The rains stopped, the grass didn't! May need to rethink the cutting back weeds plan. The battery powered strimmer is as effective as swearing at slugs! May just buy a second battery pack so I can strim for longer, or for shorter if you see what I mean!
The wonderful pumpkin that I bought from the plant sale, planted out through black plastic into a rich,compost filled trench, has been pole axed by the slimy terrorists! Big plant but only one main stem so it was victim to a swift hack through by a midnight muncher. The heat caused by the sun's somewhat weak rays on the black surface meant that by the time I found the decapitated plant top it had literally fried. It was completely separated from the root system but nonetheless I was surprised to see how fast the sun had cooked the top.
I have started picking the first of my strawberries and ,yes, they are delicious! They are very elongated fruits too so all the better. I can't give you a name for the variety because, as is the tradition in allotment and domestic gardening, I was given the plants as offsets from a family member's own old plants.

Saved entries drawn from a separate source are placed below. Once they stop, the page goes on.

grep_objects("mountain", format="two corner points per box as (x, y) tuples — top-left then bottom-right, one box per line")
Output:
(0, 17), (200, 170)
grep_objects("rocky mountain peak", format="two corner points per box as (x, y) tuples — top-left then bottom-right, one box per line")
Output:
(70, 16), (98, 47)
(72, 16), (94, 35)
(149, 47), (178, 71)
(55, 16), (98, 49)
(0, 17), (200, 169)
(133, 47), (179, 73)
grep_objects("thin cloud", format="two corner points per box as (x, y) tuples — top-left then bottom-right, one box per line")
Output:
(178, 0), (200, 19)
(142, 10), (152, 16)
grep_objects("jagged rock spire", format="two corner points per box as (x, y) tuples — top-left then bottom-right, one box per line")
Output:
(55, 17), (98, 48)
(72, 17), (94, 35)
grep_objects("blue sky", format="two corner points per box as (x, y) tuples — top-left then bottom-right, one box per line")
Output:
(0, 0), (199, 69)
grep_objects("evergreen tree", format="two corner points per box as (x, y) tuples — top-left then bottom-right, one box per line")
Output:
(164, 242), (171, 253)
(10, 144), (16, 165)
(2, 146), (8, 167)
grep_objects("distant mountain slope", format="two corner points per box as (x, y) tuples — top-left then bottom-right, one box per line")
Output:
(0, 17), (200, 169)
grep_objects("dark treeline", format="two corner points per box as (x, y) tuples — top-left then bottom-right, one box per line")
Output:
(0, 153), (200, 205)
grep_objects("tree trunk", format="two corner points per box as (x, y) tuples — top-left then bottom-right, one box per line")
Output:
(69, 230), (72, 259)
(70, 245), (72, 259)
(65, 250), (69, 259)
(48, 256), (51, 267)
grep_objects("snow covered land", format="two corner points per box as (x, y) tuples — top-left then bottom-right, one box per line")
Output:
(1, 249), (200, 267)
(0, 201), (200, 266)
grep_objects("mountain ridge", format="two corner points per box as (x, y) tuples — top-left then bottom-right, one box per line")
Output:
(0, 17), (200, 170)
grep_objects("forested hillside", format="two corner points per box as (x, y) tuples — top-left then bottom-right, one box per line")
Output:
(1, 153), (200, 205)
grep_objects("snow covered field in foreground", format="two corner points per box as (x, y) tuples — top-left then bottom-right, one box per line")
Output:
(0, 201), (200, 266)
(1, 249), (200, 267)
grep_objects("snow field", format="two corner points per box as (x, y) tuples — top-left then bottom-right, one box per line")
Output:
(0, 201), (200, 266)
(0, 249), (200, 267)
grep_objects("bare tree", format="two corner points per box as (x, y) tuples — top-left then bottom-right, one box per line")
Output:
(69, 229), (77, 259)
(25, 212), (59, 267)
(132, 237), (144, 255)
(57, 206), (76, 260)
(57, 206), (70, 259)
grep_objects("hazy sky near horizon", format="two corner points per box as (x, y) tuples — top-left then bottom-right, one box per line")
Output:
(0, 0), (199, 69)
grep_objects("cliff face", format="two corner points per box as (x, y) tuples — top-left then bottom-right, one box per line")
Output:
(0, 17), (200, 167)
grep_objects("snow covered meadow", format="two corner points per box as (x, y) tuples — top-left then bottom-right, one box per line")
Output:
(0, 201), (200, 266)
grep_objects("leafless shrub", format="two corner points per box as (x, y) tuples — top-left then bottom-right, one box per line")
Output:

The lattice I had saved for so long to use as a support for the black butte blackberry promptly snapped and fell over!
The bramble survived intact so i just need to move another old 3' bed frame base to replace it. I will then have a matching pair on the plot, the one for the tayberry is still standing firm. The Tayberry cane is itself taking a while to get motivated though.
I pulled the remaining onions from the early autumn plantings, A few, though a small percentage, have managed to reach full maturity without running to seed/bolting. The rest will need to be used fairly quickly as they won't store for long.
I now have a large wheelbarrow filled with good sized onion bulbs sat in my tiny shed!
The American land cress has germinated like weeds, or even more than weeds. The brassicas have followed suit and I have resorted to an organic/friendly spray to fight the flea beetle. The slugs are being kept at bay with the blue pellets, though as soon as i need more I will seek out the organic ones I know are now available.
Took my trays of french bean seedlings and squash family/cucurbit family plantlets to the plot. They will go straight out soon.
My green gooseberry is heavy with fruit but the black one never took root and has been grubbed out.
The peas are stretching up to the sun and the potatoes will be harvested as needed from now on.
The runners are taking hold and flying up the canes, some flowering well already.
The toms are doing OK but haven't put on a spurt yet, still getting the roots out and comfortable.
That's a point I do labour. If you grow on clay soil, is it better to start your seeds, cuttings etc. in a soil based compost?
If a plant has grown in a peat/coir based compost, is the adaption to a soil, heavy in clay, going to be slower than in a soil based starter?